After coming to power, Bagaza tried to defuse interethnic and intra-ethnic tensions between Hutu and Tutsi through a series of liberalization. In 1977, Bagaza returned Burundi to civilian rule and the Hutus were incorporated into the government; an anti-corruption campaign began and eventually a limited land reform program was launched by the government.

In November 1981, a new constitution was approved in a referendum, but Burundi remained a one-party state led by the Union for National Progress party (Union pour le Progrès national, UPRONA).

According to the Constitution, election was held on 22 October 1982 for the National Assembly, and on 31 August 1984 Bagaza was elected president with 99.6% of the vote, being the only candidate for the country's presidency. However, the reforms were cosmetic in nature, the state was still dominated by UPRONA and the military, which in general served as instruments of political and economic domination of the Hima-Tutsi clan, based in Bururi (Bagaza was from province of the same name), while most of the Hutus remained marginalized and disenfranchised.
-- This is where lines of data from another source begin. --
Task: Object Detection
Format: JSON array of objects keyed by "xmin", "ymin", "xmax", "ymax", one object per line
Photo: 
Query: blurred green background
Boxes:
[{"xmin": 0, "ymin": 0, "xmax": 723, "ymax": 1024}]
To organize resistance against Tutsi rule, Hutu refugees in the neighboring Democratic Republic of the Congo (then Zaire under the rule of Mobutu Sese Seko) founded the Party for the Liberation of the Hutu People (Parti pour la libération du peuple Hutu, PALIPEHUTU) in April 1980. During this period, Tutsis had monopoly access to education and work in government bodies.

As the state centralized all decisions and dissemination of information, it came into conflict with the Catholic Church. The church provided alternative means of access to health care, education and social mobilization to those controlled by the Tutsis, which resulted in the church being accused of "supporting the Hutu resistance". This conflict culminated in the expulsion of missionaries and the nationalization of Catholic schools in 1985.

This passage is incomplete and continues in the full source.